The business travel arm of Flight Centre is predicting a 15% rise in transactions in 2019 due to new business and the need for customers to travel more post-Brexit.

The corporate traveller division specialises in clients with an SME business travel spend of £50,000 to £2 million.

The company, which services clients from 20 offices nationwide, saw transactions go up by 15% this year after winning £55 million in new business.

This equates to an average of 55 to 60 new clients a month across the UK, particularly in the manufacturing sector in Manchester; educational sector in Loughborough; retail sector in Liverpool and financial sector in London.

Corporate Traveller also experienced growth in technology and retail sector clients in Scotland.

The division is targeting £75 million in new business turnover next year.

Transaction growth is expected to be prompted by increased demand for travel in 2019 due to Brexit, especially inbound bookings handled by for US and Europe-based clients.

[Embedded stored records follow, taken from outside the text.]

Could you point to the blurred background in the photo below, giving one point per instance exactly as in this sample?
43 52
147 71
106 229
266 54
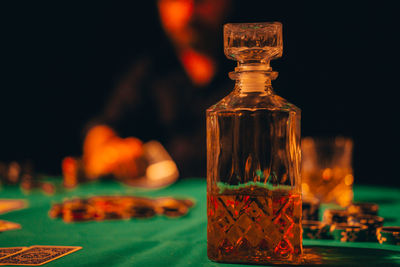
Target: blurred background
69 66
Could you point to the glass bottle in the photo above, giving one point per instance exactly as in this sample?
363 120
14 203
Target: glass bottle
253 157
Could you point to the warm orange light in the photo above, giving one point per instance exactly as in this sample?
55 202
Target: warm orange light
105 153
199 67
175 14
327 174
348 179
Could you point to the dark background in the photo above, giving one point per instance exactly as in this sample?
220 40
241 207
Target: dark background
62 60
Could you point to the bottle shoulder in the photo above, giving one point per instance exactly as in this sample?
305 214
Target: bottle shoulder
252 102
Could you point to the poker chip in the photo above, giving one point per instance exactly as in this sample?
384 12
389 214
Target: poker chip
77 210
310 209
142 208
389 235
171 207
349 233
332 216
315 230
363 208
371 221
119 207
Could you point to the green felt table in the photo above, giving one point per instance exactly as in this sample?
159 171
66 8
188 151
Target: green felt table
162 241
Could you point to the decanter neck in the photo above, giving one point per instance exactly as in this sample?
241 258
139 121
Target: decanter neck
253 77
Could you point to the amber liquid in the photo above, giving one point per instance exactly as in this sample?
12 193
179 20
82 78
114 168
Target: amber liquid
254 225
329 185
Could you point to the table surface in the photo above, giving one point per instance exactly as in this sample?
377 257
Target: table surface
162 241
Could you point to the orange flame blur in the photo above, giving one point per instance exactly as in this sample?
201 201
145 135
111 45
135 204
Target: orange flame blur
105 153
199 67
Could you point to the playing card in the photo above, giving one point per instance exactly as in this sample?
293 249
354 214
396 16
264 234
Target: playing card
8 251
6 226
7 205
37 255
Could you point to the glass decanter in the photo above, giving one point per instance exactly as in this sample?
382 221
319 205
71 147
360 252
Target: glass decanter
253 157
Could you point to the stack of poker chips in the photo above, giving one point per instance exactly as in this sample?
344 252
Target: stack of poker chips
359 222
101 208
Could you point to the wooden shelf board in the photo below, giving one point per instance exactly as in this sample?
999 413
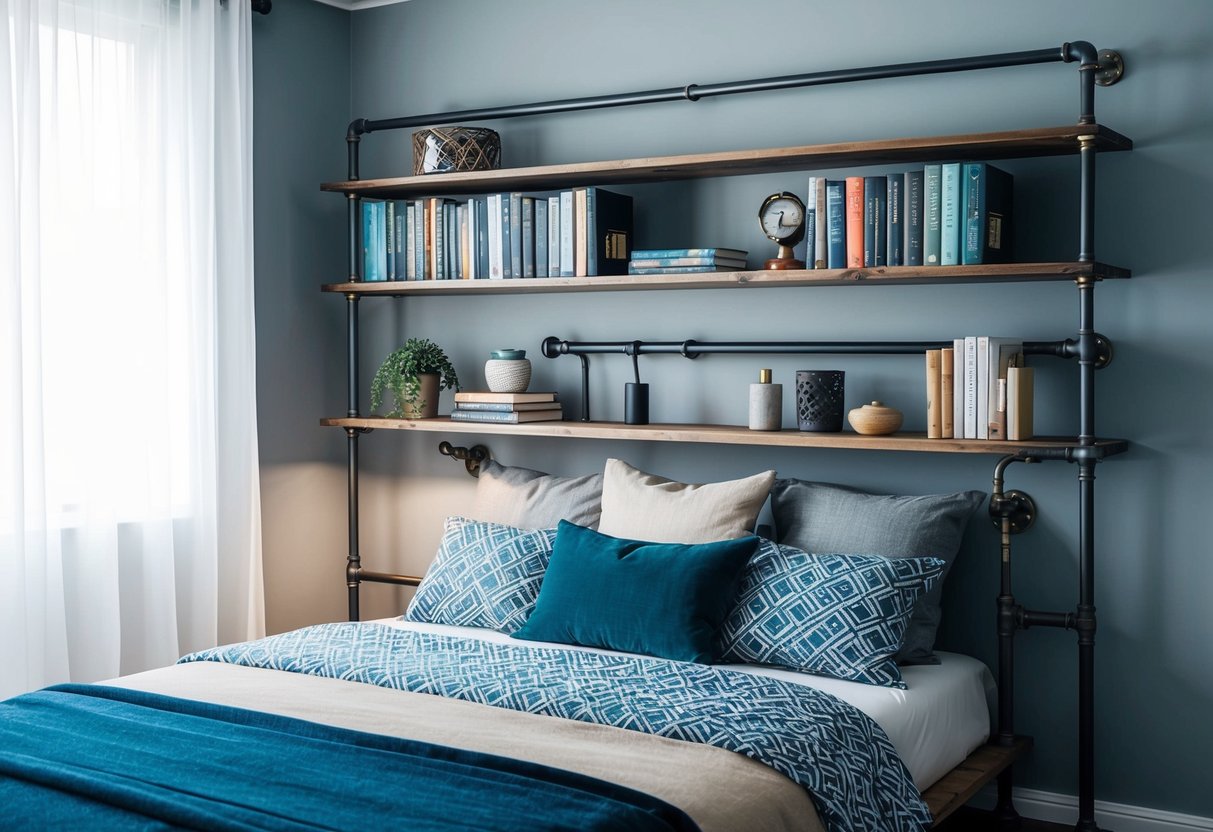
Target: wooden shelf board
755 279
958 786
1006 144
717 434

Corporate Traveller saw a rise of almost 12% in the number of inbound air transactions this year and the TMC expects this upward trend to continue.

UK general manager Andy Hegley said: “Our SME customers who trade overseas will still need to travel whatever the outcome of the Brexit deal, in order to cement existing relations and establish new ones.

“If anything, they will need to travel more, so we expect this trend to contribute to our growth in 2019.

“We have already seen more bookings, for example, in terms of in-bound travel to the UK from US-headquartered clients, who use us as their European hub for business travel management.

“However, our growth in 2018 and forecasts for 2019 are also attributed to the fact that we are winning significant amounts of new business from larger corporates with greater volumes.

“This is because the launch of our technology platform YOUR.CT at the start of 2018 has opened up the market for us and attracted a wider range of customers, who are looking for a blended approach of technology solutions combined with personal offline service.”

The top two priorities for clients in 2019 will be cost savings and duty of care.

“Savings will still be high on the agenda for SME businesses, both in terms of identifying missed and realised savings, particularly as the UK enters the Brexit phase after March this year. So it will be even more important that they get the best value and advice on their travel policy and spend,” said Hegley.

“Travellers are also increasingly concerned about their personal safety and work-life balance.

“Our clients are therefore looking for technology and tools that will support the wellbeing of their employees while they are on the move, as well as advice on travel policy guidelines that support duty of care obligations.

“We will therefore be announcing an innovative new mobile solution early in 2019 to support our clients’ travellers more effectively.”

The TMC has 500 staff in 20 locations across England and Scotland, managing travel for more than 200 UK clients and 200,000 business travellers a year.